Les résultats de l’appel à projet AMI-SHS sont tombés la semaine dernière ; sur les 38 dossiers recevables 17 ont été retenus par un comité « ad hoc » pour passer une audition devant un jury scientifique international. Il y a bien sûr les déçus et ceux qui espèrent encore réussir. Mais au-delà de ce qui semble un simple appel à projet de plus, de nombreuses questions sont posées devant ce premier résultat.
D’abord il faut bien reconnaître que cet appel à projet spécifiquement SHS n’est pas né dans les meilleures conditions : attendu plus de 18 mois et sans cesse remis, le PIA de 200 millions est devenu un Ami-SHS de 100 millions, saucissonné selon les thématiques favorites du gouvernement en 9 spécificités tubulaires et agrémenté de consignes contradictoires : faire émerger des « signatures » pour les établissements porteurs tout en créant des réseaux élargis. Sans parler du comité « ad hoc » dont on ignore en quoi il est « ad hoc », mais dont on comprend clairement qu’il est une particularité réservée semble-t-il aux SHS puisque ce n’est pas le jury scientifique international qui décide des dossiers qu’il souhaite lui voir présentés en audition.
Dans le temps très limité qui leur était laissé pour répondre, les communautés scientifiques SHS et les organismes de recherche se sont mis en ordre de marche pour présenter leurs dossiers dans un travail commun et transparent tout à l’honneur des chercheurs.
Les résultats sont cependant surprenants et révèlent des biais d’autant plus inquiétants qu’ils sont niés par le ministère ; ainsi parmi les 8 universités spécifiquement SHS, seules les deux du centre parisien passent le premier tour ; sont donc éliminés les projets portés par Rennes 2, Bordeaux Montaigne, Toulouse Jean-Jaurès, Paul-Valéry Montpellier 3, Lyon 2 Lumière (les 5 universités SHS non parisiennes) et Paris 8, université SHS de la petite couronne.

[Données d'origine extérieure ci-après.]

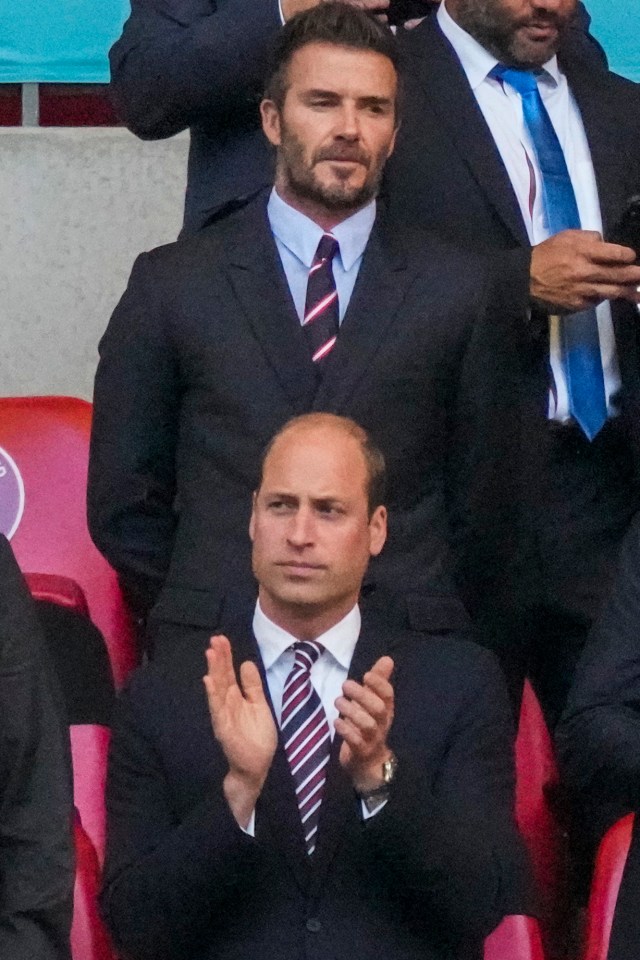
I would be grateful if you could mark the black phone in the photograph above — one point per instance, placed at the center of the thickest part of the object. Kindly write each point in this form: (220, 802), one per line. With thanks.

Déjà envisager de structurer les SHS en France sans les universités SHS laisse un peu perplexe. Mais quand on ajoute le parisianisme marqué (plus de la moitié des projets retenus sont portés par des universités parisiennes) et surtout la corrélation massive entre l’importance de la dotation d’État pour charges de service public et la réussite des universités dans cet appel à projet (10 des 17 projets sont portés par de grandes universités pour la plupart fusionnées et bien dotées dans leur budget récurrent) il devient clair que cet appel à projet va accroître encore les injustices entre les universités, injustices qui semblent déjà si difficiles à combler.
Évidemment les recalés sont toujours accusés d’être mauvais perdants et renvoyés à leur médiocrité scientifique ; mais quand le jury « ad hoc » émet des avis prétendument scientifiques comme « trop occitan », « pas assez de chercheurs », « trop de chercheurs » on se demande si tous les participants avaient bien les mêmes règles du jeu.
Quant à l’insulte suprême, elle est pour moi dans la petite phrase (entendue d’ailleurs dès le début du concours) et censée être une consolation : le ministère n’est pas sûr d’avoir assez de bons projets ou de projets aboutis pour distribuer 100 millions et il pourrait y avoir « avec les restes non distribués » un second tour. Que le ministère puisse penser qu’il n’arrivera pas à distribuer 100 millions en 8 ans sur 38 projets regroupant chacun un minimum de 4 ou 5 universités ainsi que des organismes de recherche, c’est-à-dire la grande majorité de la communauté scientifique SHS de France (cela ferait environ 100 000 euros par an par université lauréate de chaque réseau) montre en quelle estime il tient nos disciplines et nos chercheurs SHS.
Je souhaite que le jury international qui va prendre la suite de ce qui est d’ores et déjà un beau ratage ait plus de bon sens et surtout d’estime pour ceux qui vont lui présenter leurs projets et qu’il distribue bien la totalité de l’enveloppe, déjà amputée de moitié, de cet appel SHS. Bon courage et bonne chance aux sélectionnés du premier tour pour leurs auditions.
Par contre, si cette situation une fois de plus répétée du « il pleut où c’est mouillé » pouvait enfin entraîner une prise de conscience nationale des inégalités accrues dont souffrent nos universités et nos étudiants, si pouvait enfin émerger la réelle volonté d’un rééquilibrage du budget récurrent des universités pour que certaines d’entre elles ne souffrent plus d’une ségrégation insupportable, nous les éliminés du premier tour nous n’aurions pas travaillé pour rien à cet appel à projet.